Dan karenanya (lagi),
sering mendorong pelakunya meminta orang lain memperlakukannya dengan
cara berbeda. Boleh jadi, ia memang
mempunyai alasan objektif untuk angkuh, misalnya karena talenta dan prestasinya.
Akan tetapi, keangkuhan
dan kesombongan menciptakan "pelipatgandaan perasaan" dalam
dirinya: sesuatu yang membuatnya
merasakan kesan atas talenta dan prestasinya yang memang ada, melampaui
kadarnya yang
wajar. Inilah yang kemudian mendorongnya menuntut perlakuan berbeda.
Harga diri dan
keterhormatan adalah tuntutan akan kelayakan.
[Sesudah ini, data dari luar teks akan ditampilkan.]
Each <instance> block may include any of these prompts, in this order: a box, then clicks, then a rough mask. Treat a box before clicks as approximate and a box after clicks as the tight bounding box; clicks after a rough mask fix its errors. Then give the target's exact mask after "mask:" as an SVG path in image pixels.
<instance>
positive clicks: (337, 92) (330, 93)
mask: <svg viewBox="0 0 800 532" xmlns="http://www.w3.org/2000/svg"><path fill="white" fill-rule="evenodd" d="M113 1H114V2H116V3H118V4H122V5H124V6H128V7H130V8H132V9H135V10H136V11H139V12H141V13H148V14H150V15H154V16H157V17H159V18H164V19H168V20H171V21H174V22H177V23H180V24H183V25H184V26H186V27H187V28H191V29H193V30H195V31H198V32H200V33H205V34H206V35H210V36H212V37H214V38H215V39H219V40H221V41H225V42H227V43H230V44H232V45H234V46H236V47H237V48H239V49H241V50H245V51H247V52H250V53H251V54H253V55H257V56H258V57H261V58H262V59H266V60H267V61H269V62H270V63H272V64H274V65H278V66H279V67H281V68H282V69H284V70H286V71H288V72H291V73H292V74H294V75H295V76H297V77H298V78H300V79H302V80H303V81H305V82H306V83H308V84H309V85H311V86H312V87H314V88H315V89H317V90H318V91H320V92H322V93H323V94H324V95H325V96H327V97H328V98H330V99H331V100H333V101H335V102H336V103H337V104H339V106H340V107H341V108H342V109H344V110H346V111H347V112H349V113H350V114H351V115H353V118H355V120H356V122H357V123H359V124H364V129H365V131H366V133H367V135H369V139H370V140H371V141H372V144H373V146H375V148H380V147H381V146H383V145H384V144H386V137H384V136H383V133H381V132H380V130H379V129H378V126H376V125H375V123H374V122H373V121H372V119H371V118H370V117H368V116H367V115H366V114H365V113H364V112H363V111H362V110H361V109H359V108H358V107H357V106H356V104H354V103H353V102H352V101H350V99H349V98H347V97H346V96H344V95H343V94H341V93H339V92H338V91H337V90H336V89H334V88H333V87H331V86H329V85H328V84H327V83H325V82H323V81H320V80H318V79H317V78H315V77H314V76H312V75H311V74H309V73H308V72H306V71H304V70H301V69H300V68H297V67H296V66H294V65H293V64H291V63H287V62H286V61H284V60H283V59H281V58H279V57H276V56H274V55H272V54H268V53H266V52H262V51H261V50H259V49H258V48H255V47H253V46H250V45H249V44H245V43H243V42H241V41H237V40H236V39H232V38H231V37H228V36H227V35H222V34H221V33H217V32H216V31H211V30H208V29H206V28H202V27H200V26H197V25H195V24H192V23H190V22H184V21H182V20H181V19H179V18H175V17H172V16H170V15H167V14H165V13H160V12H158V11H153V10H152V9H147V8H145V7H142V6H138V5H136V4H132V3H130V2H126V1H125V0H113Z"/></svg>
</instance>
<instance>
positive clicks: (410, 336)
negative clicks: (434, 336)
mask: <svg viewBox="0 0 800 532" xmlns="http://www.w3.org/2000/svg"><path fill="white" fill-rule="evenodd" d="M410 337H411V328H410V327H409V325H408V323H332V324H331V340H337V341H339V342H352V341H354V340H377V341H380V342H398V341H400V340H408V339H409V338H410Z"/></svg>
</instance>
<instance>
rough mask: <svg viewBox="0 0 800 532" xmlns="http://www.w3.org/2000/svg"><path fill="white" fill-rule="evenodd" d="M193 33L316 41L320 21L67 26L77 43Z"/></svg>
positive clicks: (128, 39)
Sumbernya adalah rasa percaya diri akan kemampuan diri sendiri, namun kemudian
diperkuat oleh dorongan-dorongan intrinsik, atau naluri
kepahlawanan yang
membuatnya selalu ingin melakukan perbuatan-perbuatan terhormat. Akarnya menukik
jauh pada kesadarannya
yang mcndalam akan makna keluhuran dan
kehormatan yang wajar. Kesadaran seperti ini selanjutnya menciptakan
kesadaran akan citra diri yang tinggi:
ini bukan kegilaan akan rasa hormat, tetapi sebuah konsistensi terhadap
makna keluhuran dan kehormatan.
Rasa harga diri dan
kehormatan menimbulkan "rasa malu"
yang sangat ekspresif. Inilah kekuatan paling dahsyat dalam diri seorang
pahlawan yang senantiasa mencegahnya
melakukan perbuatan-perbuatan yang hina
dan tercela. Apabila kita kemudian mewarisi sebuah sabda dari Rasulullah saw
tentang bagaimana rasa malu merupakan
salah satu cabang dari iman, maka mengertilah
kita mengapa Rasulullah saw sangat menanamkan
kesadaran akan makna keluhuran dan kehormatan
pada diri setiap muslim. Bahkan, beliau menegaskan lebih jauh, bahwasannya semua
perbuatan hina
dan tercela bermula ketika rasa malu itu mulai hilang dalam diri
seseorang.
"Silakan
melakukan apa saja, jika kamu sudah tidak punya rasa malu," demikian sabdanya. Rasa harga diri dan
keterhormatan yang lahir dari kesadaran
akan makna keluhuran dan kehormatan akan didukung oleh rasa percaya diri yang kuat
dan didorong oleh
naluri kepahlawanan yang cermat. Semua itulah yang kemudian kita temukan
manakala Abu Bakar memutuskan
untuk memerangi orang-orang yang murtad
dan tidak mau membayar zakat. "Apakah layak ajaran agama ini mulai
berkurang sementara aku masih hidup ?" kata Abu Bakar
dalam pembelaannya.
Tidak! Maka, rasa
harga diri dan keterhormatan yang demikian
menciptakan soliditas dalam struktur jiwa kita. Adapun keangkuhan dan
kesombongan menciptakan keterbelahan
dalam diri kita. Sebab, orang-orang yang angkuh dan sombong, sesungguhnya
menyembunyikan kekerdilan
jiwanya di balik mulutnya yang besar.